If the Tax Administration ever asks questions, which rarely happens, but can, you must be able to demonstrate within five minutes that you have met all the conditions and stayed below the threshold. A simple folder with these documents on your laptop is enough.

Going above the threshold? Then you must declare the full rent under "income from making available" or "other income from owner-occupied home", depending on the version of the return. For that, read our extensive article on hospita rental income tax filing, it walks step by step through how to fill it in.

Frequently asked questions

What if I have two tenants in my house, does the exemption count double?

No, the €6,633 is a total amount for all hospita rental in your house. If you rent out two rooms at €350 per month each (€8,400 total), you are above the threshold and everything is taxed. The Tax Administration adds up all rental income, regardless of the number of tenants.

Can my friend or family member be a hospita tenant?

Yes, a family member or friend may be a tenant, but watch out: the rent must be commercial (so market-conform or at least not a sham construction). If your brother pays €100 per month for a room that would normally fetch €500 at market rates, the Tax Administration may see that as a disguised gift. Stick to a reasonable amount (say 70-80% of market rate).

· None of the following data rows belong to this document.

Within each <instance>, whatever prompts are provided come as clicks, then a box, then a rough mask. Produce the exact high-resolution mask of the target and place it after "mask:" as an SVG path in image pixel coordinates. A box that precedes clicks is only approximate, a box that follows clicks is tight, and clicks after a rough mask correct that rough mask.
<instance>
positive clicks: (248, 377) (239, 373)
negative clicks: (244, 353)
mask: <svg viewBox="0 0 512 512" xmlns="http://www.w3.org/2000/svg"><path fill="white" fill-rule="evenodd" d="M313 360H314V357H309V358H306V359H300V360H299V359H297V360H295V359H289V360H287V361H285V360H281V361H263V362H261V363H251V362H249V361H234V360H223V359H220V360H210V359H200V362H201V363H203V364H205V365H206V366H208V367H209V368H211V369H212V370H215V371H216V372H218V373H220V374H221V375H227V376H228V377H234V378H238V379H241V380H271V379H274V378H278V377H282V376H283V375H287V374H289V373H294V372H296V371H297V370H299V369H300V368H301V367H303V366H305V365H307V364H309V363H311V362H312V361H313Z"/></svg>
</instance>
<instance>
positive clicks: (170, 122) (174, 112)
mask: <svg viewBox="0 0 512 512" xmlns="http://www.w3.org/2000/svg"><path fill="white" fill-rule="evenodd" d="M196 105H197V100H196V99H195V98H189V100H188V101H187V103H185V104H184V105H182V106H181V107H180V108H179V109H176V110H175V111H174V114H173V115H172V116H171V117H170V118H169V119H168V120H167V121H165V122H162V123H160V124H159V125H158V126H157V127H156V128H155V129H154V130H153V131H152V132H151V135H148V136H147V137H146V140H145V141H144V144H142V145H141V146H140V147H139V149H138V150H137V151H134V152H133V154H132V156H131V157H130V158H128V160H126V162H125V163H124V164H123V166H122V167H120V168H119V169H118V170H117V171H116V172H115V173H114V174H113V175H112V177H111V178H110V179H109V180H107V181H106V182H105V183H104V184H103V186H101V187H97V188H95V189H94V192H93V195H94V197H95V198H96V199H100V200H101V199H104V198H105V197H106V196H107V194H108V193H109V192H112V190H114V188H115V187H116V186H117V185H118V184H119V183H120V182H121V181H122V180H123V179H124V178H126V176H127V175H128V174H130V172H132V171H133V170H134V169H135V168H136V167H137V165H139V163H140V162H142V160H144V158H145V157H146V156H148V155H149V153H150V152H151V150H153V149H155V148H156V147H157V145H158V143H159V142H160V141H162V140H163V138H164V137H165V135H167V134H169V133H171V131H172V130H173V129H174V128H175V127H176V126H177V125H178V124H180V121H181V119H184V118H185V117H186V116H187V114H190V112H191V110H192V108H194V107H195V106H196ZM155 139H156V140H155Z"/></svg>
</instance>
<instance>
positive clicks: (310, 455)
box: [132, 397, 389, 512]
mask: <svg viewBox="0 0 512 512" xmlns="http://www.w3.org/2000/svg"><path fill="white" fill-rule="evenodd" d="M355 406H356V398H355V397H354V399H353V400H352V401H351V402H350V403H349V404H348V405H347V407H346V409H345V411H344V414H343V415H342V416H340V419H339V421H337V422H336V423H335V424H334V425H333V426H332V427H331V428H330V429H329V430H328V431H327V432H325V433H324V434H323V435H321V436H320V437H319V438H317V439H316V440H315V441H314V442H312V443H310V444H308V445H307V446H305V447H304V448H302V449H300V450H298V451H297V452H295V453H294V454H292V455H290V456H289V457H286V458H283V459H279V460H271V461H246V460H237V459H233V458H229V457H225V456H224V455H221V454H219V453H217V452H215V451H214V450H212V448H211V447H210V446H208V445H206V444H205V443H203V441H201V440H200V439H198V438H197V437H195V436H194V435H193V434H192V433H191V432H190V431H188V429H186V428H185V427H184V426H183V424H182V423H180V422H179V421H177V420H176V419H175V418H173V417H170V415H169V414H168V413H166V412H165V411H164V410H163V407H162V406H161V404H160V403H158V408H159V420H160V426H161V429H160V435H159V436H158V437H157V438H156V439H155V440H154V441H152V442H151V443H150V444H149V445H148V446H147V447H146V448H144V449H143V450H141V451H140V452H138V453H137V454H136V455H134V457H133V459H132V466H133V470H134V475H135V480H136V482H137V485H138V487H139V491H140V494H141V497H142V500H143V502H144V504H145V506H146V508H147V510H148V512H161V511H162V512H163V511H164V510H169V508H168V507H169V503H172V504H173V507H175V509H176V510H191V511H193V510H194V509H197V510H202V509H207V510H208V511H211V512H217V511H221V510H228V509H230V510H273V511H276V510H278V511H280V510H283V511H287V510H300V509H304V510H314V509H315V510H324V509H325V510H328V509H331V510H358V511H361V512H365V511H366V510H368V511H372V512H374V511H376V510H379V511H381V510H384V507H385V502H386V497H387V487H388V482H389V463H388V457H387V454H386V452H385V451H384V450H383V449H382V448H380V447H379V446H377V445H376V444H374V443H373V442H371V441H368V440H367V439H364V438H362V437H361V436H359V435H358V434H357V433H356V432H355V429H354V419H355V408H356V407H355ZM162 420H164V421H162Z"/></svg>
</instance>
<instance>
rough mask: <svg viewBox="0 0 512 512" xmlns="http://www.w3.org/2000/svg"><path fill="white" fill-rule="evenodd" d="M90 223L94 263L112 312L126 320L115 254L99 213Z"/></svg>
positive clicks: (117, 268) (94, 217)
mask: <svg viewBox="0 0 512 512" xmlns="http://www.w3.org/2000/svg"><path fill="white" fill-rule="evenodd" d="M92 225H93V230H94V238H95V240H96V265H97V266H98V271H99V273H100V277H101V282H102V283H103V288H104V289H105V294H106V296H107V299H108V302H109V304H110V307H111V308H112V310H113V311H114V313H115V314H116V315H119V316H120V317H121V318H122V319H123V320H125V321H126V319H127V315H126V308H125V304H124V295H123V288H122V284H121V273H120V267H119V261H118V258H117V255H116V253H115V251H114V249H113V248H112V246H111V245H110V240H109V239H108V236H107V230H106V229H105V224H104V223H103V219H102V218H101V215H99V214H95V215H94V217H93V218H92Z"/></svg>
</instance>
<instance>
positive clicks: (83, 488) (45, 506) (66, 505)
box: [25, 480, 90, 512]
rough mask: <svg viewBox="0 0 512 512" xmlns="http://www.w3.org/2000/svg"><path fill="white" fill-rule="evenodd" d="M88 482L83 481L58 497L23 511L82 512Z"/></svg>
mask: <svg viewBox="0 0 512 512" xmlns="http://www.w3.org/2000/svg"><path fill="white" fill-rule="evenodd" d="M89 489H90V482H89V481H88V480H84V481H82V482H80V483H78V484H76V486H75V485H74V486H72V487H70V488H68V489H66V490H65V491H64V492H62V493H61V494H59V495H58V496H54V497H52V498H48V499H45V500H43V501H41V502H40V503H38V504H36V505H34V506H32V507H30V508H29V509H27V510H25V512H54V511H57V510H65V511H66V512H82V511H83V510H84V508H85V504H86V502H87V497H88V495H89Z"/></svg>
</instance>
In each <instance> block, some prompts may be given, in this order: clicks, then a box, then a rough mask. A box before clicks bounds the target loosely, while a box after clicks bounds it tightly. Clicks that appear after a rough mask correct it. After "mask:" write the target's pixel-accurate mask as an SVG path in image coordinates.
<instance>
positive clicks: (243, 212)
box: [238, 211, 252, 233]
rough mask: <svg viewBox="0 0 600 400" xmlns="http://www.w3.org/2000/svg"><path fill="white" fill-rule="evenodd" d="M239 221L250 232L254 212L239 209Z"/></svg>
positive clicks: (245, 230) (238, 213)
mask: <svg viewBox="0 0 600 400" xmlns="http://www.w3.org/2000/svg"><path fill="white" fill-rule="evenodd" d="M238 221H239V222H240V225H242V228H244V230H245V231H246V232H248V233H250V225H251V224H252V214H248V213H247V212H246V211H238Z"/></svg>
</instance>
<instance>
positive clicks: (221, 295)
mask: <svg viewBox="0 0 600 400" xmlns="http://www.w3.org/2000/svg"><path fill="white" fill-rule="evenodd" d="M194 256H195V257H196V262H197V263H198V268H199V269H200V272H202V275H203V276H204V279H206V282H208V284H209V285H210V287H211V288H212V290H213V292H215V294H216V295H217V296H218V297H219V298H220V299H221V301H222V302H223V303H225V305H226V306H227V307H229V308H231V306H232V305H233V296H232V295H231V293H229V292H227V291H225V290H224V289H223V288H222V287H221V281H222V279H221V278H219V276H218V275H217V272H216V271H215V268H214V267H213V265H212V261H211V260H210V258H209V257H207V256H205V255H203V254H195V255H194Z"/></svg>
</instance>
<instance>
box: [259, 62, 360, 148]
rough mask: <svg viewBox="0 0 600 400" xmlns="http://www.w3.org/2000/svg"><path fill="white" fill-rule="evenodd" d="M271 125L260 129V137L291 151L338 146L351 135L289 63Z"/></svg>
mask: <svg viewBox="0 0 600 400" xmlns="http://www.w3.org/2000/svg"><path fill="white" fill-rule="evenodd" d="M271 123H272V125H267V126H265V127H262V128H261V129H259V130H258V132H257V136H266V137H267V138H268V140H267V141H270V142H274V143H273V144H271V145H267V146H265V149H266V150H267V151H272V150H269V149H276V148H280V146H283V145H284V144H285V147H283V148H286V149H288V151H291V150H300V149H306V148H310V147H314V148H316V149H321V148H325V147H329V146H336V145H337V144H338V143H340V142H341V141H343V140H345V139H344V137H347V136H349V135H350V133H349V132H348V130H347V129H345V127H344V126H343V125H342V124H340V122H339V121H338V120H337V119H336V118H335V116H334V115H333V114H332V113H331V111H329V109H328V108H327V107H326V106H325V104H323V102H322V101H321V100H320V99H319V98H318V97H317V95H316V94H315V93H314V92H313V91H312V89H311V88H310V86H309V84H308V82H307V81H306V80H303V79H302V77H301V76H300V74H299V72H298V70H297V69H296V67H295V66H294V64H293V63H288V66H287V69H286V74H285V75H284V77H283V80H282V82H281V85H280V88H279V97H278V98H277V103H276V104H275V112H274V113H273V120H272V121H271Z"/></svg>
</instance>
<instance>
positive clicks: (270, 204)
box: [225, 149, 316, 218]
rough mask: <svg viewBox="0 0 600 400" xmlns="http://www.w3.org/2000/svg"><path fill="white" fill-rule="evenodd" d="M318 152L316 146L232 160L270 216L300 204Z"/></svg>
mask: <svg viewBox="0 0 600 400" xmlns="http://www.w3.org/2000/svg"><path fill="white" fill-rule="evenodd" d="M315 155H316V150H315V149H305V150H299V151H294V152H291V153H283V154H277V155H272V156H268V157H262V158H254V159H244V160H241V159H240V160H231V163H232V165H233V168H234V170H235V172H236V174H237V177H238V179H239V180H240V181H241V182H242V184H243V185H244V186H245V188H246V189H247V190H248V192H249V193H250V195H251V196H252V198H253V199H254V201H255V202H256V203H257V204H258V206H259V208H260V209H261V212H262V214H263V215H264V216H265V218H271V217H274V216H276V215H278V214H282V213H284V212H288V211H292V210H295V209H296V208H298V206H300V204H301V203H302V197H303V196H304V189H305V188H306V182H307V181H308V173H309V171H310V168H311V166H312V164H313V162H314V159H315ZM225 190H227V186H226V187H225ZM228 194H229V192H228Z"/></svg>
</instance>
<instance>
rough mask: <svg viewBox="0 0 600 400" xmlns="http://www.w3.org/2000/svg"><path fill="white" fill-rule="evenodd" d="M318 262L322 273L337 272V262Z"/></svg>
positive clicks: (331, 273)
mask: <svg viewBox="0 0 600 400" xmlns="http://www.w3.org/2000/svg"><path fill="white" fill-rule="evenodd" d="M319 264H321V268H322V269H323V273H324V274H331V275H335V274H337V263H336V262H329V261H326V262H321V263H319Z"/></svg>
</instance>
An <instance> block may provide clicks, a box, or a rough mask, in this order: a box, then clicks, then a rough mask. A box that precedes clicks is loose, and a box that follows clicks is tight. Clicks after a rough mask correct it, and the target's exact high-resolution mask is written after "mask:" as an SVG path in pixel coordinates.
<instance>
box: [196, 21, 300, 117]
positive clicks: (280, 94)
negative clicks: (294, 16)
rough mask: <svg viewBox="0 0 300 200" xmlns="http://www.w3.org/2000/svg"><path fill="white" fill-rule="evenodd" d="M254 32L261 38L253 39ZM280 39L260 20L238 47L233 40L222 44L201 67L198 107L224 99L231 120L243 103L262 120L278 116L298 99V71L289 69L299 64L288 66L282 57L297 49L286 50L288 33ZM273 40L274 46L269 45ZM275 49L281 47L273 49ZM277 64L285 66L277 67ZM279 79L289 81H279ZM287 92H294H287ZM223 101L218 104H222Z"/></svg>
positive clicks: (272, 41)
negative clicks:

Does the room rental tax exemption also work with Airbnb?

No. Airbnb is in principle short stay, and the exemption requires the tenant to be registered in the BRP. For permanent rental, Airbnb is usually not the right route. For incidental Airbnb rental a different scheme applies: 70% of the rent is then taxed in box 1.

What if I go above the threshold during the year, can I temporarily lower the rent?

In theory yes, but the Tax Administration looks at the total annual income. If in November you suddenly halve the rent to stay below the threshold, that can be flagged as improper use, especially if you raise the rent again in January. It is better to set your annual rent in advance so you stay structurally below the threshold.

Should I automatically index the threshold each year in my contract?

Sensible. Include a clause in your contract that the rent moves annually with the room rental tax exemption, or at least that you evaluate as of 1 January. That way you benefit from the annual increase (€6,327 → €6,633 = +€306 in 2026 versus 2025) without having to sign new contracts.